Our Solar System is teeming with millions of asteroids – rocky objects that aren’t large enough to be classified as planets – and they’ve been smashing into Earth ever since the dawn of its existence. And if the dinosaurs have taught us anything, it’s that these collisions can be seriously bad news.
Asteroids don’t have to be big like that one to represent a threat, either: two years ago, one just 20 meters (65 feet) wide shattered as it came hurtling through our atmosphere, triggering a shock wave that injured more than 1,000 people in Russia. And while globally catastrophic impacts are rare, estimated to occur around every 100,000 years, the fact is that we know far too little about the asteroids whizzing around our Solar System to become complacent.
This is why Asteroid Day was founded. It takes place on June 30, the anniversary of the largest asteroid impact in recent history: Siberia’s Tunguska event. With more than 50 public events worldwide and the creation of a powerful, thought-provoking movie, Asteroid Day hopes to boost global awareness about these rocky worlds and gain support for a movement that calls for their heightened detection and charting. And getting involved can be as easy as stamping your name on the 100x Asteroid Day Declaration, which has already been signed by a whole host of notable scientists and astronauts, including Brian May, Brian Cox, Bill Nye and Lord Martin Rees. Check out an awesome preview of the film, which premieres tomorrow, here:
Alongside promoting awareness and education, Asteroid Day’s long-term goal is to safeguard our planet and the species that call it home by mapping all Near-Earth Objects (NEOs) that could potentially threaten Earth. To do this, their detection and tracking must increase a hundredfold, to 100,000 each year, over the next decade.
“If we can track the trajectories of asteroids and monitor their movement in our solar system, we can know if they are on a path to impact Earth,” Apollo Astronaut Rusty Schweickart said in a statement. “If we find them early enough, we can move them out of Earth’s orbit – thus preventing any kind of major natural disaster.”

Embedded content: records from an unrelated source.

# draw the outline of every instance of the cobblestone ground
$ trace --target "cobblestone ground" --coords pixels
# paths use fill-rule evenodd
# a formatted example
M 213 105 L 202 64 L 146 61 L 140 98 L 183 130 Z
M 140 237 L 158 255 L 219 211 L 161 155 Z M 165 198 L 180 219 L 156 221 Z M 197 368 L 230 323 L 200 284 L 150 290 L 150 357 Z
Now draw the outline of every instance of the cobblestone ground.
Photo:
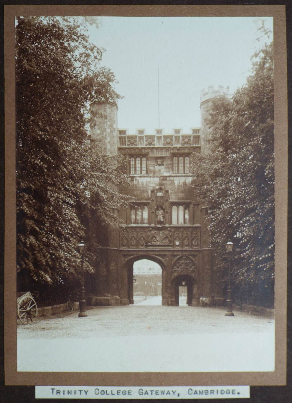
M 78 318 L 76 311 L 63 317 L 38 318 L 29 325 L 18 326 L 18 338 L 274 332 L 274 319 L 239 311 L 234 317 L 225 316 L 224 310 L 220 308 L 155 305 L 157 300 L 159 297 L 149 297 L 133 305 L 88 307 L 86 318 Z

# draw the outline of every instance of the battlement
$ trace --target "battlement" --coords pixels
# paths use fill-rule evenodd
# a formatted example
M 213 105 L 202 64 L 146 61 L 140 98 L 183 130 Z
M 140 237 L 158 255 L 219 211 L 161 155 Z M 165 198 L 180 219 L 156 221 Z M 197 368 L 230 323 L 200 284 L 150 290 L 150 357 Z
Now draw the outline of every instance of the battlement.
M 204 88 L 203 88 L 201 91 L 200 97 L 201 104 L 218 96 L 226 95 L 228 96 L 229 95 L 229 87 L 227 87 L 226 91 L 225 91 L 223 85 L 218 85 L 218 89 L 214 89 L 213 85 L 209 85 L 208 87 L 207 91 L 205 91 Z
M 155 134 L 146 134 L 144 129 L 137 129 L 135 134 L 129 134 L 127 129 L 118 129 L 119 147 L 200 147 L 201 129 L 191 128 L 190 133 L 183 133 L 174 129 L 166 134 L 163 129 L 155 129 Z

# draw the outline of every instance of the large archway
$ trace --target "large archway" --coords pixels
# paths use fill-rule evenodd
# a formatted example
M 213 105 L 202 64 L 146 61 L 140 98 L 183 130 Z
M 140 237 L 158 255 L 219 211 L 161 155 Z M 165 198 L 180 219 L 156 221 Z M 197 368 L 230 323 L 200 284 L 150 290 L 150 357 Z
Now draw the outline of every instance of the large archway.
M 161 305 L 162 269 L 149 259 L 136 260 L 133 265 L 135 304 Z
M 132 256 L 128 260 L 124 267 L 128 304 L 137 303 L 137 300 L 141 300 L 142 297 L 145 301 L 147 298 L 148 300 L 153 299 L 152 303 L 144 302 L 145 305 L 161 305 L 165 274 L 163 263 L 156 256 L 148 255 Z M 135 297 L 137 297 L 135 301 Z M 158 303 L 159 300 L 160 302 Z

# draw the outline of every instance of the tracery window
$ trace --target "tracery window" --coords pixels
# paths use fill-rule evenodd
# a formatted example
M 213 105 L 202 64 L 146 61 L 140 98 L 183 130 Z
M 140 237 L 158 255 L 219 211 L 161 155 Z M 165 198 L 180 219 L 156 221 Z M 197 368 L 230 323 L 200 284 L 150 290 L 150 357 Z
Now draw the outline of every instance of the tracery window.
M 147 224 L 148 208 L 147 206 L 132 206 L 131 208 L 131 224 Z
M 146 157 L 131 157 L 130 158 L 130 174 L 131 175 L 146 174 Z
M 190 158 L 188 156 L 175 156 L 172 160 L 172 170 L 174 174 L 190 173 Z
M 190 206 L 188 204 L 174 205 L 172 209 L 172 222 L 173 224 L 190 224 Z

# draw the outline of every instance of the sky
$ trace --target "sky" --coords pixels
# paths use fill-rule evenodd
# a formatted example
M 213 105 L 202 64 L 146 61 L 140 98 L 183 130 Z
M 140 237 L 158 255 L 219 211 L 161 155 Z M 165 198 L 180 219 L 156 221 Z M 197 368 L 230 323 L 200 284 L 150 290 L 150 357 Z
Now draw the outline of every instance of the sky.
M 264 19 L 272 30 L 272 18 Z M 102 17 L 101 26 L 91 27 L 89 33 L 105 49 L 102 65 L 113 71 L 115 89 L 124 97 L 118 102 L 118 127 L 151 134 L 159 127 L 165 133 L 174 128 L 189 133 L 200 127 L 201 90 L 221 85 L 232 94 L 250 74 L 251 56 L 271 40 L 257 40 L 260 20 Z

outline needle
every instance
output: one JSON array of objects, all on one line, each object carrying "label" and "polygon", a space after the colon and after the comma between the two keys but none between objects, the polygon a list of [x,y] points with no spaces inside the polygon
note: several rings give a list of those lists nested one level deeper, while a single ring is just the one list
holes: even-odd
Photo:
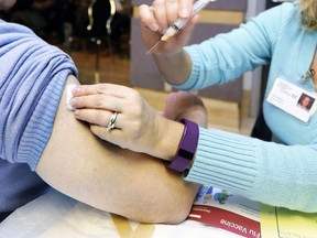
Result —
[{"label": "needle", "polygon": [[[190,18],[193,18],[195,14],[197,14],[199,11],[201,11],[209,2],[214,2],[216,0],[197,0],[193,6],[193,11]],[[190,19],[189,18],[189,19]],[[172,36],[174,36],[181,29],[183,29],[189,19],[182,19],[179,18],[177,21],[175,21],[165,32],[164,35],[162,35],[161,40],[154,44],[146,54],[150,54],[155,47],[158,46],[158,44],[162,41],[168,41]]]},{"label": "needle", "polygon": [[162,42],[162,40],[158,41],[158,42],[156,42],[156,44],[154,44],[145,54],[151,54],[151,52],[152,52],[155,47],[157,47],[161,42]]}]

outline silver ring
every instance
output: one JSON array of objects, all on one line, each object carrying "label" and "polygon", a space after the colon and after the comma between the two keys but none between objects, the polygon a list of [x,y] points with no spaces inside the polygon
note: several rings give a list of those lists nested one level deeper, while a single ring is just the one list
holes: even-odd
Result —
[{"label": "silver ring", "polygon": [[112,115],[111,115],[110,121],[109,121],[109,123],[107,125],[107,128],[108,128],[109,130],[112,130],[112,129],[116,128],[117,117],[118,117],[118,112],[117,112],[117,111],[113,111]]}]

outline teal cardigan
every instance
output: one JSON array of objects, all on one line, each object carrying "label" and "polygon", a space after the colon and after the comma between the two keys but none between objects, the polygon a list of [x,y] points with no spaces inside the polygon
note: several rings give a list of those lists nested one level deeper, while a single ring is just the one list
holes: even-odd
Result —
[{"label": "teal cardigan", "polygon": [[[298,6],[283,3],[228,34],[187,46],[192,74],[178,88],[225,84],[271,63],[265,98],[282,75],[315,93],[310,78],[298,78],[309,68],[316,43],[317,32],[300,26]],[[200,128],[195,162],[185,180],[274,206],[317,212],[317,115],[305,123],[266,100],[263,110],[274,142]]]}]

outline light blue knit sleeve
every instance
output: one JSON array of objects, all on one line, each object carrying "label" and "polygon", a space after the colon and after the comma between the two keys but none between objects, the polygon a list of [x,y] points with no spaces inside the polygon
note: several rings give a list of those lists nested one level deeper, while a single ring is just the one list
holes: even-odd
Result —
[{"label": "light blue knit sleeve", "polygon": [[0,21],[0,158],[35,170],[52,133],[70,57],[31,30]]},{"label": "light blue knit sleeve", "polygon": [[175,88],[193,90],[229,83],[248,71],[269,64],[280,31],[282,12],[294,11],[292,3],[270,9],[229,33],[218,34],[200,44],[186,46],[192,72]]}]

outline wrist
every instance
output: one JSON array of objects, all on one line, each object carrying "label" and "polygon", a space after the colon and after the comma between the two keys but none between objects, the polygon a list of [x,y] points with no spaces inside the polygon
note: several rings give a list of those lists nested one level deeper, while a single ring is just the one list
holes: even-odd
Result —
[{"label": "wrist", "polygon": [[172,161],[178,149],[185,126],[181,122],[164,118],[164,123],[161,127],[164,128],[164,130],[160,134],[156,149],[154,150],[156,152],[153,155],[165,161]]},{"label": "wrist", "polygon": [[173,160],[166,163],[166,166],[177,172],[184,172],[192,165],[196,153],[199,127],[197,123],[187,119],[182,120],[185,125],[181,142]]}]

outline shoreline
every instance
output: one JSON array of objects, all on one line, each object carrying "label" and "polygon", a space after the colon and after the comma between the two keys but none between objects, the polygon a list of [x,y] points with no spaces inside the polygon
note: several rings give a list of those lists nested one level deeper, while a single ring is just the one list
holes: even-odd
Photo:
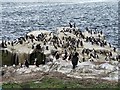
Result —
[{"label": "shoreline", "polygon": [[[5,78],[11,77],[11,73],[19,76],[43,71],[61,72],[74,78],[101,77],[101,79],[117,82],[119,79],[120,53],[107,43],[102,32],[89,29],[81,32],[77,27],[58,27],[56,34],[46,30],[32,31],[15,41],[5,41],[3,45],[6,47],[3,48],[2,54],[4,58],[6,57],[6,61],[13,65],[4,64],[1,67],[0,71],[4,72],[2,77]],[[69,58],[75,52],[79,53],[79,60],[77,67],[73,70]],[[12,57],[12,62],[7,58],[8,55]],[[39,61],[38,65],[36,60]],[[30,64],[28,68],[25,65],[26,61]],[[21,68],[14,69],[15,67]]]}]

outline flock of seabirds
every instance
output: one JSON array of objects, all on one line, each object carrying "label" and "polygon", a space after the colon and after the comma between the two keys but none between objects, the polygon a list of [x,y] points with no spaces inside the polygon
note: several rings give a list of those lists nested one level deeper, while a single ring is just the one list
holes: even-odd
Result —
[{"label": "flock of seabirds", "polygon": [[[109,46],[110,48],[112,47],[110,43],[107,43],[106,40],[101,39],[101,36],[103,35],[102,31],[92,31],[89,28],[86,28],[86,31],[89,34],[98,34],[99,38],[95,38],[94,36],[84,36],[83,32],[79,29],[76,29],[75,23],[71,24],[69,23],[69,28],[63,28],[63,30],[61,30],[60,32],[64,33],[65,36],[62,36],[61,38],[58,37],[57,35],[54,35],[54,32],[49,33],[49,38],[46,34],[41,33],[38,36],[34,36],[34,35],[27,35],[25,37],[20,37],[14,41],[5,41],[2,40],[1,43],[1,47],[2,48],[7,48],[8,45],[10,45],[11,47],[17,44],[23,44],[24,42],[28,42],[29,41],[32,44],[31,49],[36,50],[38,53],[43,53],[43,49],[49,50],[50,47],[47,45],[48,42],[50,45],[54,46],[54,48],[56,49],[51,51],[51,56],[54,57],[56,60],[58,60],[59,58],[62,58],[62,60],[70,60],[72,65],[73,65],[73,69],[76,68],[79,59],[81,59],[82,62],[87,61],[85,56],[90,58],[90,61],[94,61],[94,59],[99,59],[100,55],[104,55],[105,58],[104,60],[114,60],[114,61],[119,61],[120,60],[120,55],[116,55],[113,57],[113,52],[117,52],[117,49],[115,47],[113,47],[112,51],[107,51],[107,50],[95,50],[95,49],[87,49],[84,48],[84,41],[85,42],[89,42],[89,44],[91,45],[98,45],[100,47],[105,47],[105,46]],[[66,33],[65,32],[69,32],[74,34],[76,37],[71,37],[68,36],[66,37]],[[51,35],[53,35],[53,37],[50,37]],[[48,39],[46,39],[48,38]],[[83,41],[84,40],[84,41]],[[45,48],[43,48],[43,46],[41,44],[35,44],[36,42],[42,42],[44,46],[46,46]],[[63,52],[61,53],[60,51],[58,51],[58,48],[62,48]],[[79,52],[77,50],[77,48],[81,48]],[[83,57],[80,58],[79,55],[82,55]],[[50,56],[49,55],[49,56]],[[34,64],[39,67],[40,64],[45,64],[45,62],[47,61],[53,61],[53,58],[48,58],[49,56],[43,58],[42,63],[39,62],[39,58],[36,59],[36,57],[34,58]],[[29,60],[25,60],[24,63],[21,64],[25,65],[26,67],[29,68]]]}]

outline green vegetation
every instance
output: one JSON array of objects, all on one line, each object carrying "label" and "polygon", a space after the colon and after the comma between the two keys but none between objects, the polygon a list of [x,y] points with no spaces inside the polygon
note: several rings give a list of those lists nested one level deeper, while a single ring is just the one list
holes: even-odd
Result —
[{"label": "green vegetation", "polygon": [[[18,88],[17,90],[22,90],[23,88],[120,88],[117,84],[110,84],[107,82],[95,83],[94,81],[79,81],[79,80],[62,80],[53,77],[44,77],[40,81],[31,81],[27,83],[7,83],[3,84],[3,90],[5,88]],[[9,89],[10,90],[10,89]]]}]

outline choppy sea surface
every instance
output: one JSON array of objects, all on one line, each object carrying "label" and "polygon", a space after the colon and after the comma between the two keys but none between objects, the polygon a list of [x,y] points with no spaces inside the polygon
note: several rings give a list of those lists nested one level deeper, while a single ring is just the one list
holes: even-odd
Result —
[{"label": "choppy sea surface", "polygon": [[0,7],[0,39],[13,40],[33,30],[55,30],[75,22],[82,31],[85,27],[102,30],[108,42],[119,47],[117,2],[2,2]]}]

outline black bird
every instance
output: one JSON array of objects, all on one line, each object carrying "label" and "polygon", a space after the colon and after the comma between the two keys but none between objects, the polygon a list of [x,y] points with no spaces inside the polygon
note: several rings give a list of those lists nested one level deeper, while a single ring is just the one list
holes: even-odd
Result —
[{"label": "black bird", "polygon": [[73,69],[75,69],[76,65],[78,64],[78,53],[76,52],[75,55],[72,57],[72,65],[73,65]]}]

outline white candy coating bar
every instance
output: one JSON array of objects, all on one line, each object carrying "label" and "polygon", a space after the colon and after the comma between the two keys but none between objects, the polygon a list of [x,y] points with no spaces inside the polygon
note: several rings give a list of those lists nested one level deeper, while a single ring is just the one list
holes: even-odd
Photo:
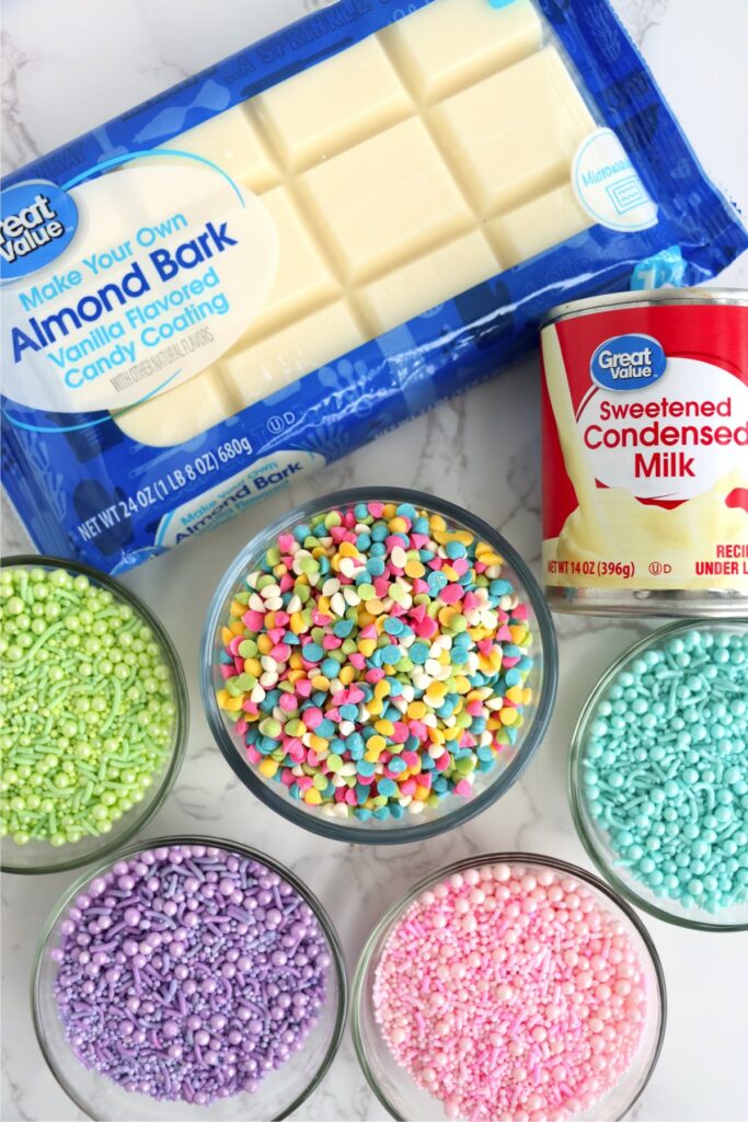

In theory, we do have the means to deflect any potentially hazardous asteroids, Asteroid Day science advisor tells IFLScience, but the problem is that the existing methodology has not been tested. Should a threat that could affect us within the next 5 years become apparent, we really wouldn’t have much time to get the technology ready and be certain that it would work. But by making more people aware of the issue, politicians and the public alike, then hopefully testing these deflectors will become higher on the agenda.